Ten patients with acute respiratory distress syndrome (ARDS) received in random order nitric oxide (NO) inhalation, aerosolized prostaglandin E1 (PGE1), infusion of PGE1, or no intervention. Inhalation of either aerosolized PGE1 (10 +/- 1 ng/kg/min) or NO (7 +/- 1 ppm) reduced pulmonary vascular resistance (PVR) from 158 +/- 14 to 95 +/- 11 dyn . s/cm5/m2 (NO) and 100 +/- 12 dyn . s/cm5/m2 (aerosolized PGE1), and improved PaO2 from 78 +/- 3 to 96 +/- 5 mm Hg (NO) and 95 +/- 4 mm Hg (aerosolized PGE1) (p < 0.05), venous admixture (Q VA/Q T) from 45 +/- 2 to 36 +/- 2% (NO), and 36 +/- 2% (aerosolized PGE1) (p < 0.05), oxygen delivery (DO2) from 711 +/- 34 to 762 +/- 45 ml/min/m2 (NO) and 780 +/- 46 ml/min/m2 (aerosolized PGE1) (p < 0.05), and right ventricular ejection fraction (RVEF) from 32 +/- 6 to 37 +/- 5% (NO), and 36 +/- 4% (aerosolized PGE1) (p < 0.05) at a constant cardiac index (CI). Although infusion of PGE1 (12 +/- 1 ng/kg/min) caused a similar reduction in PVR as aerosolized PGE1 and NO inhalation, it improved RVEF and increased CI but decreased Q VA/Q T and PaO2. These results suggest that in ARDS patients inhalation of aerosolized PGE1 or NO in low concentrations equally improves PVR and gas exchange by selective vasodilation in ventilated areas.

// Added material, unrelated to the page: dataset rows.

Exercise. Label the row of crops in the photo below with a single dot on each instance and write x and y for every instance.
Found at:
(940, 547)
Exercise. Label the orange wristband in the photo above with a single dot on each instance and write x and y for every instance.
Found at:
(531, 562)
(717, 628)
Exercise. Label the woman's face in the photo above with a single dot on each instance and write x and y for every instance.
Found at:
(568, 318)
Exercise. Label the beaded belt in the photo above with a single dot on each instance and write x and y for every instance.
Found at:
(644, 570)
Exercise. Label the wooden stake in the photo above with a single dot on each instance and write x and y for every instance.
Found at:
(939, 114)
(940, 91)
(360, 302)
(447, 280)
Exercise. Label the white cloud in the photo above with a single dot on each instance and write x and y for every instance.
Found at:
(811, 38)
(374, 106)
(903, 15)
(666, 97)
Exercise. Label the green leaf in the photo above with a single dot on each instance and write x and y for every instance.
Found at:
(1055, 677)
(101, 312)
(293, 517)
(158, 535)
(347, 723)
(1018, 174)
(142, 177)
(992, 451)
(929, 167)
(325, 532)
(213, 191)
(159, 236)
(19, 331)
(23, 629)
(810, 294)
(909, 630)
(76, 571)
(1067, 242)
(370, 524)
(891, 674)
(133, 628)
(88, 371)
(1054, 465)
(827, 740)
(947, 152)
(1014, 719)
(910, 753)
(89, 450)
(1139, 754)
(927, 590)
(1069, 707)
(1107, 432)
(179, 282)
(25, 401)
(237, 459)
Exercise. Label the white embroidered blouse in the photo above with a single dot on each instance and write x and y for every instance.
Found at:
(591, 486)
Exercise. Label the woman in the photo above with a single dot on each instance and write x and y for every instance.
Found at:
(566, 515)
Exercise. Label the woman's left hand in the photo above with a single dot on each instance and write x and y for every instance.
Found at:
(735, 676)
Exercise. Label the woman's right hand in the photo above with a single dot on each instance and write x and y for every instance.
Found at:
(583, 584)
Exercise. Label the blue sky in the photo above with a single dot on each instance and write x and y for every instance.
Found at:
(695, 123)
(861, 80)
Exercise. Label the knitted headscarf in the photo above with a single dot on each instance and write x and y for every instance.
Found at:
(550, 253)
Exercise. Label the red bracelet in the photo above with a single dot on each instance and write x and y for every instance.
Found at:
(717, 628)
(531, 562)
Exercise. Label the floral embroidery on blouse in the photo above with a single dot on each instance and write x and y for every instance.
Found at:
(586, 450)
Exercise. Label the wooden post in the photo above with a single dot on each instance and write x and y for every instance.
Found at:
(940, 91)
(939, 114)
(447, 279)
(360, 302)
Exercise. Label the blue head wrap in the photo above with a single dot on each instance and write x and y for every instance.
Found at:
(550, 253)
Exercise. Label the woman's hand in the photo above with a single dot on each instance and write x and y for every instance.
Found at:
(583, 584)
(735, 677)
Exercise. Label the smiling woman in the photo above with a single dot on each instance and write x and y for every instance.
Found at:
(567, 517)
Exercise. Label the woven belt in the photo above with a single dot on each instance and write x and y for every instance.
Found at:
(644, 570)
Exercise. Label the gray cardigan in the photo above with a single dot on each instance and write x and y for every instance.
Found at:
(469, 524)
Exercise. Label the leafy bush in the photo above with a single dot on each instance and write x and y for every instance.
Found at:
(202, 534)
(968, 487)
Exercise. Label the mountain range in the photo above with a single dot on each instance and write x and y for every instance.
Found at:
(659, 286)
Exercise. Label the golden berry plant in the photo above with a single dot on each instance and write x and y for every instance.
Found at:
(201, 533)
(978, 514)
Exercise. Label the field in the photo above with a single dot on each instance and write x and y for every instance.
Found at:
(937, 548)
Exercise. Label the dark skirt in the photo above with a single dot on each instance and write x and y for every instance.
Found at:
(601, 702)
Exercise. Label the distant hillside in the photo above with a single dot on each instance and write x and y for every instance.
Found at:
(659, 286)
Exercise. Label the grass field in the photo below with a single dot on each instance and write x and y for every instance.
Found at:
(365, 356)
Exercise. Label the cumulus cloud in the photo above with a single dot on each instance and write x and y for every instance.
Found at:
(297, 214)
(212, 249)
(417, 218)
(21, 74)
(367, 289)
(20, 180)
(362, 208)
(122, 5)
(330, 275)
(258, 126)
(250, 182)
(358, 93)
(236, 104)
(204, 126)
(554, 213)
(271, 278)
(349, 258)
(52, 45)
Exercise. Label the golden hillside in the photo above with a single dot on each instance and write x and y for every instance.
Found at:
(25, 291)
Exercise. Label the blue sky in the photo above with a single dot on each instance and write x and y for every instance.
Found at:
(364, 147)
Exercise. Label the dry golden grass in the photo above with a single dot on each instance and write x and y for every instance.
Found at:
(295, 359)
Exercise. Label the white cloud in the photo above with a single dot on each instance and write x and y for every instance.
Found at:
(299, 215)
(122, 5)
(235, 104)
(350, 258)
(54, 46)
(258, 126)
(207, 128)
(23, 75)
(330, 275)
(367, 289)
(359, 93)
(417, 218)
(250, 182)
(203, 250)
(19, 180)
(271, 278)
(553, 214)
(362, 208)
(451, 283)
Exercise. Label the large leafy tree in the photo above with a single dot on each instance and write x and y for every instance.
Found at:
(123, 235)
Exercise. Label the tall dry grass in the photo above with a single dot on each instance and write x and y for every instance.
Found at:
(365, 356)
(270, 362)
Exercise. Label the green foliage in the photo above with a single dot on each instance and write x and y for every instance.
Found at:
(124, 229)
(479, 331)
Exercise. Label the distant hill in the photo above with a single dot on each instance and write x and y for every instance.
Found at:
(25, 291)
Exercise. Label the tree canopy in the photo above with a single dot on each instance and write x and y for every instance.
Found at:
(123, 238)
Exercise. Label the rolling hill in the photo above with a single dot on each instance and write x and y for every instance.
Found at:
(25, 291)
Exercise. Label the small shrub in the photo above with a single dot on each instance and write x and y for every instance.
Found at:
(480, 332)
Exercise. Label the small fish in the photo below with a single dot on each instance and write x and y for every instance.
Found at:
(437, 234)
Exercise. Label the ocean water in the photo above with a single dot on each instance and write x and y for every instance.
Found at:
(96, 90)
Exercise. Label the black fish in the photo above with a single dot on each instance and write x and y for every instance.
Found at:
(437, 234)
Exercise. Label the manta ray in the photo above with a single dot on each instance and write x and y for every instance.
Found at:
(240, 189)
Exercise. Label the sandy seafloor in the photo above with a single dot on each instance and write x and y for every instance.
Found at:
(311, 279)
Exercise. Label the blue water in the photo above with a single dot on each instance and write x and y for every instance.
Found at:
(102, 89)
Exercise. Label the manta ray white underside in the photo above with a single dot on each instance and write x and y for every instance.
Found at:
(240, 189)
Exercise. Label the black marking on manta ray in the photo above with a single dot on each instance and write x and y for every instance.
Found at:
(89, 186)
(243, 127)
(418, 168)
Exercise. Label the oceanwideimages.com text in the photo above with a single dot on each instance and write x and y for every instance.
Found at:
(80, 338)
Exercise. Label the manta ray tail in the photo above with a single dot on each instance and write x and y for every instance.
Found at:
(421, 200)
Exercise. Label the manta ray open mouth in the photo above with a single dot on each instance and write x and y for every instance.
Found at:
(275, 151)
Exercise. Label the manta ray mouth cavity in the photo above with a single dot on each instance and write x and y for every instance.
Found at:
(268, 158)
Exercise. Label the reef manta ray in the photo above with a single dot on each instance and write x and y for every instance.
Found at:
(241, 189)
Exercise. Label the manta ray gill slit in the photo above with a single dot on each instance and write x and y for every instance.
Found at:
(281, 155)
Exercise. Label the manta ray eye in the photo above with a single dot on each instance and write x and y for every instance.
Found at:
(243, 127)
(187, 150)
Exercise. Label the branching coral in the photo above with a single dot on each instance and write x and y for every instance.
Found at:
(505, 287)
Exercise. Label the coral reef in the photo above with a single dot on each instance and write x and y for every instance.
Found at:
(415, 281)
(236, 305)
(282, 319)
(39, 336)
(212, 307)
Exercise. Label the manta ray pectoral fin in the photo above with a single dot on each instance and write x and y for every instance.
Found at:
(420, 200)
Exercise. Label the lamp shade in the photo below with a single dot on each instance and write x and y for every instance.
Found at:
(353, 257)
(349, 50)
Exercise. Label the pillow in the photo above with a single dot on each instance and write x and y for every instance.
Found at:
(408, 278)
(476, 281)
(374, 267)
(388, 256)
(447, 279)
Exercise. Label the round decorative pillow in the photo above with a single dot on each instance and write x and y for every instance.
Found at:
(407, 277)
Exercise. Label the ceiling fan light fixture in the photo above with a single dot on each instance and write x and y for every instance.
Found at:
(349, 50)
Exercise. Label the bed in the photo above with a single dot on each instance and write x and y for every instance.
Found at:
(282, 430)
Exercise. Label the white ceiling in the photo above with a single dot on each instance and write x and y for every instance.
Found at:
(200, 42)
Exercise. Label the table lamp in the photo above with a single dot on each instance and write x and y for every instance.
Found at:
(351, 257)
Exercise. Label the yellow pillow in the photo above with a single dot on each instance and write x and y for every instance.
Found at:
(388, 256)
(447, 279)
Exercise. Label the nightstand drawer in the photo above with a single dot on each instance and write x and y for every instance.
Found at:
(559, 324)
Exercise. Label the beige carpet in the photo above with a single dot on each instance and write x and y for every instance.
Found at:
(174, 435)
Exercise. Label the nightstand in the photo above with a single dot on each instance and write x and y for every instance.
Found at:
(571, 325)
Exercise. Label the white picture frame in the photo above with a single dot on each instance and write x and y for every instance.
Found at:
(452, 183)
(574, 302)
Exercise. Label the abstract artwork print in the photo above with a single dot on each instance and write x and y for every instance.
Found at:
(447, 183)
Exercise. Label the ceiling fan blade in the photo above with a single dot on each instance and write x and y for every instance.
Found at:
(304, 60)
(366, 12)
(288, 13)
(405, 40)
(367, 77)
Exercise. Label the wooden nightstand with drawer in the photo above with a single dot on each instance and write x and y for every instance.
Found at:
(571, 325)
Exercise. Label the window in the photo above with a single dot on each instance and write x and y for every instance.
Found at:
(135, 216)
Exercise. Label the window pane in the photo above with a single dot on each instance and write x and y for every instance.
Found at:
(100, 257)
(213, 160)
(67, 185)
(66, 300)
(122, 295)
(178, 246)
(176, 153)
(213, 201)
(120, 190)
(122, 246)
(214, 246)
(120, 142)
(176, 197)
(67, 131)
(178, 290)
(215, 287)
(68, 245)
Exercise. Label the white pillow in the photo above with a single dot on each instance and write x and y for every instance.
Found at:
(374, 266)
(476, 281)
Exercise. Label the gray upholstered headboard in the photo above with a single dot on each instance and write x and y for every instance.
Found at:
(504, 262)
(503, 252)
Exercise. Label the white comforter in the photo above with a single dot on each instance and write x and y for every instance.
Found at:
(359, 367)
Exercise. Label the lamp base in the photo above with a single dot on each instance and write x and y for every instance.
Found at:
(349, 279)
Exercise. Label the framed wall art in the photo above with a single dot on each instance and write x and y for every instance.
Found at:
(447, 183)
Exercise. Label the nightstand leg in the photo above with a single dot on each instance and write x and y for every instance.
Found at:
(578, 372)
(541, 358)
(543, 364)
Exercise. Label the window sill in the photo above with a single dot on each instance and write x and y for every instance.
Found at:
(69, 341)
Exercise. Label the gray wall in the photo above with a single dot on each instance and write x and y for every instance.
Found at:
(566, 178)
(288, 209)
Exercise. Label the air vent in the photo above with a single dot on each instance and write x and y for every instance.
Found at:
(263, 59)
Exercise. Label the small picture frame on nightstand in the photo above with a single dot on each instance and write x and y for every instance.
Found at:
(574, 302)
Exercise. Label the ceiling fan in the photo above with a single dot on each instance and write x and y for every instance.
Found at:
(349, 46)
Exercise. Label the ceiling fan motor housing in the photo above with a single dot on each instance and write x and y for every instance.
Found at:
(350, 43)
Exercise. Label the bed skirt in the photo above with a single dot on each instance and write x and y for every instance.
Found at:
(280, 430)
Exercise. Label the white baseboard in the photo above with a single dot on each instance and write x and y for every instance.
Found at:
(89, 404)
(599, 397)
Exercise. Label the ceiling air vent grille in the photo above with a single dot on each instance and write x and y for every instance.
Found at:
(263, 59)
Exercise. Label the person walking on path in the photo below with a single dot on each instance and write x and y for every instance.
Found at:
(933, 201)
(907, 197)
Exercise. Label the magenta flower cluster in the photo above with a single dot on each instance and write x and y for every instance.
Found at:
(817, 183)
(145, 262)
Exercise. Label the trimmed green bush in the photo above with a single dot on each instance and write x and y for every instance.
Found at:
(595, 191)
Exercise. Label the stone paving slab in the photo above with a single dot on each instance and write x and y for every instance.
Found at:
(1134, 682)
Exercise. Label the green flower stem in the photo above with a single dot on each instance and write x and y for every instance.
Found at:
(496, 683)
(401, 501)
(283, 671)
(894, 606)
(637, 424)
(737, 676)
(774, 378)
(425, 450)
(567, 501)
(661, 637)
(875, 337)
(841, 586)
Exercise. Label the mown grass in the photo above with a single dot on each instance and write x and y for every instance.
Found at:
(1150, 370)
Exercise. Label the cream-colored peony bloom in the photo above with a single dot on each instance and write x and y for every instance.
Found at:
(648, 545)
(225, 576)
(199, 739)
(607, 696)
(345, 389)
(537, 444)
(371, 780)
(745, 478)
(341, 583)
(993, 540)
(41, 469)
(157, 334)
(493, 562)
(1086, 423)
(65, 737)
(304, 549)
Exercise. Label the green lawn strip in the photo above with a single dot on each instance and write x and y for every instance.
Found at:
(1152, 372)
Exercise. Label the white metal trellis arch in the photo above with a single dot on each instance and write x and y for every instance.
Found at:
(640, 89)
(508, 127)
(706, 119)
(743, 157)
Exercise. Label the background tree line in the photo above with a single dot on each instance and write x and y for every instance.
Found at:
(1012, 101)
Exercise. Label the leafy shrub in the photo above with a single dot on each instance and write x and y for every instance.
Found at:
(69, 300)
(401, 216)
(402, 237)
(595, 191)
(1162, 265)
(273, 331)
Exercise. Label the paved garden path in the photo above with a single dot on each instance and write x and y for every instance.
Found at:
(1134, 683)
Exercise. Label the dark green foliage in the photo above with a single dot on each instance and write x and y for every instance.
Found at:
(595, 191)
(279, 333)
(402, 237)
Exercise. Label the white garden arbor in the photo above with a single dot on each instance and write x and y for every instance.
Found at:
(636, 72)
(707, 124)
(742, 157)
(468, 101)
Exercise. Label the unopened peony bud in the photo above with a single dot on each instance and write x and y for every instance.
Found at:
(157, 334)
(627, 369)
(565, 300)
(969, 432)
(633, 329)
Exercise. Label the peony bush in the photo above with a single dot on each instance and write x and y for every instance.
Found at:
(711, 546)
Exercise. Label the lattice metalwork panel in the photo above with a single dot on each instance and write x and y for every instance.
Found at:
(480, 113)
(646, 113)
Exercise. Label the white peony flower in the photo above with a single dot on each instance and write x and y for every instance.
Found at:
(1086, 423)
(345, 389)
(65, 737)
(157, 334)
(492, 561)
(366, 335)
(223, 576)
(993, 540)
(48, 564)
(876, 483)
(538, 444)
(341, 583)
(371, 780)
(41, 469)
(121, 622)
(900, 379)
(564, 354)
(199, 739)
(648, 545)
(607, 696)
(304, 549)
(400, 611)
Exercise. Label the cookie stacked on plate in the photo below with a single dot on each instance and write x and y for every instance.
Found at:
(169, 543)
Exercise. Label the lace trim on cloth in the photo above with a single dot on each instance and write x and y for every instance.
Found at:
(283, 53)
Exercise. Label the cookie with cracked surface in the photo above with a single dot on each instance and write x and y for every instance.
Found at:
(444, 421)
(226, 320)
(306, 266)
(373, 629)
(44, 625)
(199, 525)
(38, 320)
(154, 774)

十名急性呼吸窘迫综合征(ARDS)患者被随机安排接受一氧化氮(NO)吸入、雾化前列腺素E1(PGE1)、静脉输注PGE1或不进行干预。雾化PGE1(10±1 ng/kg/分钟)或NO(7±1 ppm)吸入均使肺血管阻力(PVR)从158±14降至95±11达因·秒/厘米⁵/平方米(NO)和100±12达因·秒/厘米⁵/平方米(雾化PGE1),并使动脉血氧分压(PaO2)从78±3升至96±5毫米汞柱(NO)和95±4毫米汞柱(雾化PGE1)(p<0.05),静脉血掺杂(Q VA/Q T)从45±2降至36±2%(NO)和36±2%(雾化PGE1)(p<0.05),氧输送(DO2)从711±34升至762±45毫升/分钟/平方米(NO)和780±46毫升/分钟/平方米(雾化PGE1)(p<0.05),右心室射血分数(RVEF)从32±6升至37±5%(NO)和36±4%(雾化PGE1)(p<0.05),且心指数(CI)恒定。虽然静脉输注PGE1(12±1 ng/kg/分钟)导致的PVR降低与雾化PGE1和NO吸入相似,但它改善了RVEF并增加了CI,但降低了Q VA/Q T和PaO2。这些结果表明,在ARDS患者中,低浓度雾化PGE1或NO吸入通过在通气区域选择性血管舒张同样改善了PVR和气体交换。